Muller, despite seeming to be immune to the niggles which plague other players, is fit and firing but feeling the strain.

“We tried to play like we did in the [World Cup] final,” he said after a narrow 2-1 win over Wolfsburg, where Bayern were perhaps lucky not to throw away a two-goal lead. “We didn’t have much preparation because of the World Cup. There hasn’t been a lot of training.”

In Guardiola, they have the perfect coach to have a successful season, though. In 2010-11, he won La Liga at a canter and triumphed in the Champions League with eight players who had gone the distance with Spain in South Africa the previous summer and he acknowledges that he must lift his weary stars.

“It’s not the first time I’ve needed to master such a situation,” he said knowingly in July. This time, though, he has other nationalities to contend with, Arjen Robben and Dante having represented Netherlands and Brazil until the final weekend of action.

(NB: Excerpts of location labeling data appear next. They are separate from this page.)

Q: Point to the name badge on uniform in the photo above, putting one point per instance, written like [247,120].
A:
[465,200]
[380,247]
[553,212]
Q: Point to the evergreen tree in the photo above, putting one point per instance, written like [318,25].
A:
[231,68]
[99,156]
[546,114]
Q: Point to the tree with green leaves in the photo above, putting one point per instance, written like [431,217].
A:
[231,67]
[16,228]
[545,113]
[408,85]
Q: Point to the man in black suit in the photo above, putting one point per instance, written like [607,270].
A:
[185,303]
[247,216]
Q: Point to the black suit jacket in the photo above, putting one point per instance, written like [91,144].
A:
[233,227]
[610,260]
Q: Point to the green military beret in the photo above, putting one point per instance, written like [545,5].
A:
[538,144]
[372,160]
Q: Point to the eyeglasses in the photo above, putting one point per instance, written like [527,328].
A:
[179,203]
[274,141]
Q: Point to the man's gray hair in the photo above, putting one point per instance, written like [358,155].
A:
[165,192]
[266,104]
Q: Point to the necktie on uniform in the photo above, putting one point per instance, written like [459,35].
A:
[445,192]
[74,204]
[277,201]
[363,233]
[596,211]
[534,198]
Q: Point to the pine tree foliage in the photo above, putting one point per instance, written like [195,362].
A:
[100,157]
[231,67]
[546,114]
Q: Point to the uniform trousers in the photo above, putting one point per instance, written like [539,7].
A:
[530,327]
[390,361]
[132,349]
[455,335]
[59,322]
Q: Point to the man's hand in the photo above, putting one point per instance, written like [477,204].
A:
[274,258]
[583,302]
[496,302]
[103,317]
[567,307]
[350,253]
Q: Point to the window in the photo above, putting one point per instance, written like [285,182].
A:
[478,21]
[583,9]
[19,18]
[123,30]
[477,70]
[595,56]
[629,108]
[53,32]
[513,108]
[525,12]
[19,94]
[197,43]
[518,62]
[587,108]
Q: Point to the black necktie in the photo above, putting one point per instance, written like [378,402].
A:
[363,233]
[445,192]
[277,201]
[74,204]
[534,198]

Wednesday’s game against Manchester City at the Allianz Arena represents the most daunting clash they have faced yet in 2014-15. Their record against top sides last term left a lot to be desired and, going into the penultimate year of Guardiola’s contract, there is a requirement for his side to deliver in Europe after their humiliation at the hands of Real Madrid in April.

Lahm has recognised the need to step up, admitting that Bayern “need to find another gear on Wednesday.”

History may be against them this season, but Bayern have never had any problems with breaking records.